Wednesday, January 6, 2016

Still no trust


Someone once told me not to seek for trust but for safety
No matter how much I lust for that trust lately
I just gotta wait, I just gotta wait see
My wife's approval is the only thing I'm chasing
But it should be the glory of the Father
The story goes farther
Wait a little longer
Get a little stronger
How does one help change another's frame of mind
When they know their gender helped frame your mind?
They stained your mind
They chained your mind
Let's get it back!
Fight with me
Not against me


This thing isn't over
But I'll never stop

I normally rhyme more but right now I'm hurting. I have never been so happy in my life on so many levels! I am 2 weeks from hitting a year sober, just received a contract for full time employment with benefits, just set plans for an amazing summer trip, wife just got called into the relief society presidency and we have been fighting harshly. The irony is astonishing and appalling. The emotional pain is more than I've born before. She hurts so she hurts. I hurt her and it hurts me. Irony.

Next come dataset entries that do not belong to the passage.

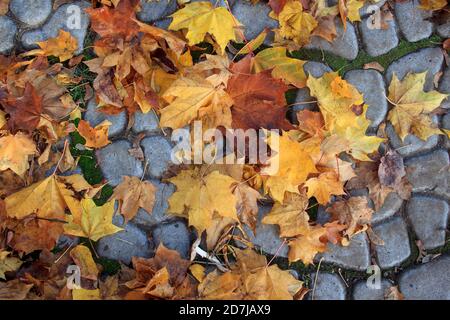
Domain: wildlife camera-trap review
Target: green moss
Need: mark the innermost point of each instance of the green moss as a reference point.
(110, 267)
(342, 65)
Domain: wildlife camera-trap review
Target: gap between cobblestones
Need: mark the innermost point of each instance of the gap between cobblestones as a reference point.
(93, 174)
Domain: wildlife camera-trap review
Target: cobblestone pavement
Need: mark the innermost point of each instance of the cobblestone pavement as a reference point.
(410, 230)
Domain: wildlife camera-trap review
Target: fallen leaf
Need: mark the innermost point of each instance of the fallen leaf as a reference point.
(15, 152)
(133, 194)
(82, 257)
(412, 106)
(200, 18)
(288, 69)
(95, 137)
(8, 264)
(25, 112)
(90, 221)
(259, 100)
(355, 213)
(62, 46)
(289, 167)
(198, 197)
(295, 23)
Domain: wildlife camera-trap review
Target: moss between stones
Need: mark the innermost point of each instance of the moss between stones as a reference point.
(93, 175)
(342, 65)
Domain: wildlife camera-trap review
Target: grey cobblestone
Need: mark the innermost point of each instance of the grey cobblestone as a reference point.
(115, 162)
(428, 59)
(316, 69)
(155, 10)
(8, 30)
(430, 281)
(123, 245)
(371, 84)
(159, 213)
(174, 236)
(444, 30)
(361, 291)
(59, 20)
(327, 287)
(444, 87)
(344, 45)
(429, 219)
(31, 12)
(94, 117)
(412, 20)
(429, 173)
(146, 122)
(391, 206)
(157, 152)
(411, 145)
(378, 41)
(254, 17)
(355, 256)
(396, 248)
(267, 236)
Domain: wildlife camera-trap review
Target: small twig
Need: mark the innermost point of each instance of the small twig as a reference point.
(315, 279)
(66, 143)
(57, 260)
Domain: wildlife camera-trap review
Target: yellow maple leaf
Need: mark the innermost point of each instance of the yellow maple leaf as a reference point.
(47, 198)
(63, 46)
(200, 18)
(332, 101)
(291, 216)
(324, 186)
(194, 98)
(350, 9)
(133, 194)
(412, 106)
(90, 221)
(289, 166)
(355, 213)
(15, 151)
(2, 119)
(95, 137)
(295, 24)
(254, 44)
(85, 294)
(305, 247)
(7, 263)
(82, 257)
(199, 197)
(352, 129)
(288, 69)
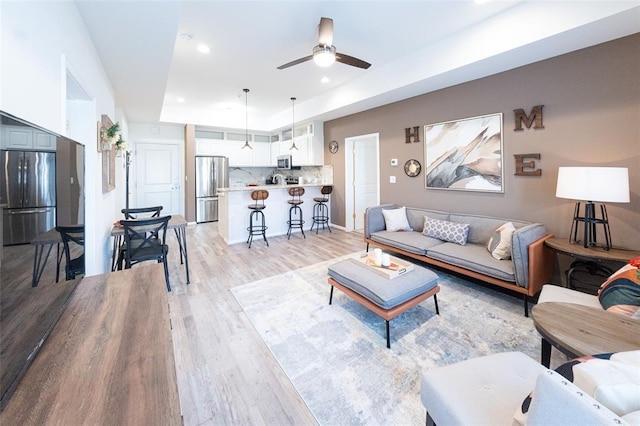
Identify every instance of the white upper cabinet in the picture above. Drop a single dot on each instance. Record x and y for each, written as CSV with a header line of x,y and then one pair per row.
x,y
21,137
266,148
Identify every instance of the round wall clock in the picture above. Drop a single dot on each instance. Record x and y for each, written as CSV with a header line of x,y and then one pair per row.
x,y
412,168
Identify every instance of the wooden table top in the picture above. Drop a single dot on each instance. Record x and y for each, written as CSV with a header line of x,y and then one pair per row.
x,y
109,359
579,330
563,245
176,221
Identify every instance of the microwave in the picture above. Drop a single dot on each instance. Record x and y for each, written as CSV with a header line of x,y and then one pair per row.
x,y
284,162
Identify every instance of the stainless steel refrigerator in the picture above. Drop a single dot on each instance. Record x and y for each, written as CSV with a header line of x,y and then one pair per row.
x,y
28,188
211,173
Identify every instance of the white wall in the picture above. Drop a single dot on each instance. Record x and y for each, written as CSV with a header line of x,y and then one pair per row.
x,y
38,41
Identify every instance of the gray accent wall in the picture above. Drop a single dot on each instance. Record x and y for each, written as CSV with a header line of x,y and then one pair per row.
x,y
591,115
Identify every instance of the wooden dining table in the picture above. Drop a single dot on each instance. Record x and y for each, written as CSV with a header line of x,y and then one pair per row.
x,y
179,225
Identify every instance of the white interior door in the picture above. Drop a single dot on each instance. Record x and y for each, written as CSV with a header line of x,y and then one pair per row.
x,y
157,172
362,163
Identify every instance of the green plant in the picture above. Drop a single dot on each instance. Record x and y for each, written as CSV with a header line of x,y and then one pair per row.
x,y
121,145
113,129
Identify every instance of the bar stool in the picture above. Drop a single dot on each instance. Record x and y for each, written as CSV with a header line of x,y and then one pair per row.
x,y
295,211
256,218
320,209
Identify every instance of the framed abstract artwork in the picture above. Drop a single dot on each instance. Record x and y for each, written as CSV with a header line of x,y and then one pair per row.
x,y
465,155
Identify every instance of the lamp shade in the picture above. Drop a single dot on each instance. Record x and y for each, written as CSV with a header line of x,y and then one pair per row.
x,y
601,184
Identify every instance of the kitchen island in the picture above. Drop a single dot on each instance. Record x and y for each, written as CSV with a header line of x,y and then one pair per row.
x,y
234,212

Recovery is real and I will testify to that with all my heart because I haven't been at this level of control since I was early in my mission. I have changed and am changing daily. Recovery is real, but the devil is too. His work and his workers are everywhere. I know this and she knows this now as well. It tears at her because she sees it EVERYWHERE too. If I see it or she thinks I see it then the day is ruined, she's pissed, and I'm an awful husband. The only thing is, this wonderful program the church has created helps change not only your mind but your thought process about thinking. I now have the ability to take my thoughts and manage them, not be destroyed by them.

She doesn't get that. I pray hard everyday that she will. I pray the Lord will help her and that she will accept it. It will happen, I know it will.

1 comment:

  1. Dear Roc, I am almost 4 years into recovery after discovering my husband's addiction. Trust will come. Keep fighting the fight. It is hard for us because everything that we believed in we saw come crashing down. The building up process is happening, even though she doesn't see it. Be patient, love her, give her lots of validation of where you are in your recovery(this is SUPER IMPORTANT!!!). Be ferociously honest about anything and everything. And trust her. My husband didn't see it right off, but he didn't trust me. It comes. There is a lot of healing coming and a lot of happiness. The Atonement is real. Change is real. Healing is real. Trust will come!! Congratulations on your year mark! That is HUGE!!!